Three examples of this are the shell model of the atom (the basis of all of chemistry), plasmon oscillations in a metal (coherent vibrations of all the valence electrons in a metal together), and superconductivity (the vanishing of electrical resistance in metals at very low temperatures). Each of these were well described by little pieces of the known theory arranged in clever and insightful ways – ways that the original equations gave no obvious hint of in their structure.
I was deeply impressed by this insight and decided that this extracting or explaining phenomena from new treatments of known physics was just as important – as just as fundamental – as the discovery of new particles or new physical laws.
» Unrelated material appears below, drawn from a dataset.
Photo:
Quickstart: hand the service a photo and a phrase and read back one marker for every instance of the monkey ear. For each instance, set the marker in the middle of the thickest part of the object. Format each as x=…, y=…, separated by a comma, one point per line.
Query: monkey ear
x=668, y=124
Royce and I argued this for many hours and finally decided to grant both approaches the title of "fundamental physics" – but we decided they were different enough to separate them. So we called the particle physics approach "fundamental-sub-one" and the many-body physics approach "fundamental-sub-two". (Interestingly, both Royce and I went on to pursue physics careers in the f2 area, he in statistical physics, me in nuclear reaction theory.) In the decades since we had these arguments, physics has made huge progress in f2 physics – from phase transition theory to the understanding and creation of exotic (and commercially important) excitations of many body systems.

So yesterday, I brought my f2 perspective to listening to Carter talk about dark matter and I wondered: He was talking all about f1 type solutions. Interesting and important, but could there also be an f2 type solution? We already know about weakly interacting massive particles: neutrinos. They only interact via gravity and the weak nuclear force, not electromagnetically or strongly. 

Could dark matter simply be a lot of cold neutrinos? They would have to be very cold – travelling at a slow speed – or else they would evaporate. When we make them in nuclear reactions in accelerators they are typically highly relativistic – travelling at essentially the speed of light. The gravity of the galaxy wouldn't be strong enough to hold them.

That leads to a potential problem for this model. Whatever dark matter is, it has to have been made fairly soon after the big bang – when the universe was very dense, very uniform, and very hot -- hot enough to generate lots of particles (mass) from energy. (Why we believe this is too long a story to go into here.) So you would expect that any neutrinos that were made then would be hot – going too fast to become cold dark matter.

But suppose there were some unknown emergent mechanism in that hot dense universe -- a phase transition -- that squeezed out a cold cloud of neutrinos. Neutrinos interact with matter very weakly – and their interaction strength is proportional to their energy so cold neutrinos interact even more weakly than fast neutrinos. If there were a mechanism that spewed out lots of cold neutrinos, I expect they would interact too weakly with the rest of the matter to come to thermal equilibrium. If the equilibration time were, say, a trillion years, they would stay cold and, if their density were right, could serve as our "dark matter".

Most of the experimental dark matter searches wouldn't find these cold neutrinos. Searching for them at this point would have to be a theoretical exploration: Can we find a mechanism in hot baryonic matter that will produce a phase transition that spews out lots of cold neutrinos? I don't know of any such mechanism or where to start, but wouldn't it be fun to consider?